“I have seen a whole string of politicians, one coming after another saying, ‘I’m different, trust me. I’m not like the other guy,’” New York Governor Andrew M. Cuomo told a mostly student audience at New York University School of Law on February 2. “And I had my heart broken again and again and again.”
Those of us who care about honest government had their hearts broken by Cuomo himself, back in March 2014, when he disbanded the Moreland Commission. He had created it eight months earlier, with a broad mandate to investigate state government. It could probe anyone, he said at the time, even Cuomo himself. Then he killed it.
At NYU, Cuomo sought to woo us back. He laid out a plan with five points. Among them:
• Lawmakers “will have to disclose to the public all the outside income they receive, from who, for what and whether there is any connection to the state government or the office that they hold.”
• After Citizens United, the state cannot limit independent campaign expenditures but it can “require disclosure.… We are proposing the strongest campaign finance disclosure rules in the nation by increasing the frequency and the detail of campaign and independent filing expenditures.”
• “Per diems have become backdoor salary supplements. Legislators travel to Albany because they make money on the per diems, believe it or not. We must ensure that per diems are only for actual and necessary costs or paid as a fixed amount.”
Cuomo acknowledged that he needs the legislature’s cooperation to do these things. Pressure from its leaders may explain why he dissolved the Moreland Commission.
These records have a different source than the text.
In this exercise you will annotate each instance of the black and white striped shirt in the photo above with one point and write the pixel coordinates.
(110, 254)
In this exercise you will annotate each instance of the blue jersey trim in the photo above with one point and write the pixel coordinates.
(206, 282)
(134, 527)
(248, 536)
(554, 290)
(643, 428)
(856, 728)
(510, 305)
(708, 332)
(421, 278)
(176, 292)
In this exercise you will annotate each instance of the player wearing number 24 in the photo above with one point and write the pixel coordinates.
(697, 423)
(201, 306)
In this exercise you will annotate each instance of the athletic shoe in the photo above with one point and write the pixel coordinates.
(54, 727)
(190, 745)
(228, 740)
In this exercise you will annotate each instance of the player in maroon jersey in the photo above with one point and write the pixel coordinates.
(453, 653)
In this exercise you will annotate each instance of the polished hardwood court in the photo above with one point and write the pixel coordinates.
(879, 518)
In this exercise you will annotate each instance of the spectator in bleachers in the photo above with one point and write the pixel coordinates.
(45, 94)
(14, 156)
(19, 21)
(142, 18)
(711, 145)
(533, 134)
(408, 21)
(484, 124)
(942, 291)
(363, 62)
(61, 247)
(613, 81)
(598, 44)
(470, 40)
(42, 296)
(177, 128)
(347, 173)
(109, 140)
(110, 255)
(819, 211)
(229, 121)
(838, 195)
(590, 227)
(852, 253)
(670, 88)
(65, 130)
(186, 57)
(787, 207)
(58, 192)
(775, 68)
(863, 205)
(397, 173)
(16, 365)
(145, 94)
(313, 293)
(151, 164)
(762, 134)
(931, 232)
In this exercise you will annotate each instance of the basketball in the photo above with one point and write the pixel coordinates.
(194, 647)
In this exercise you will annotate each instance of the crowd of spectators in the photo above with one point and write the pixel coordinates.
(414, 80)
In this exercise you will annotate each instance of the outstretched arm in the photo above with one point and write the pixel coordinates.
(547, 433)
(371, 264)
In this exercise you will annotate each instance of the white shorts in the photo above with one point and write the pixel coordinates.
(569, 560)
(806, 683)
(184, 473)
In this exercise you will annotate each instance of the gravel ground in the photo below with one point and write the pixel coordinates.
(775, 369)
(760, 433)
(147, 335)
The criminal complaint against former Assembly Speaker Sheldon Silver alleges sleazy details that Silver would not have wanted the commission to uncover. How will the governor persuade lawmakers to agree this time?
“I will not sign a budget,” he pledged, “that does not have an ethics plan as outlined in my proposal that addresses the current problems in the system.” He called this his “leverage.” The State has passed four budgets in a row and on time, he reminded the audience, which hasn’t happened since Nelson Rockefeller. But Cuomo said that his pledge “means in all probability that we will not have a fifth on-time amicable budget.”
This is “go ahead, make my day,” kind of talk.
In tone and word, Cuomo told us that he is done with compromise on ethics legislation. Here was a new (or renewed) Cuomo. Should we trust him with our hearts once more? Cautiously. Cuomo repeatedly invoked the memory of his father, Mario Cuomo, who died January 1. “My father’s driving philosophy was as simple as it was powerful,” Cuomo said. “We should do good things while we are on Earth…. Why? Because it’s the right thing to do, and because it’s the smart thing to do.” It seemed that Andrew was offering Mario’s moral authority as a marker for his promises and that Andrew meant it that way. It may be the best security we could want.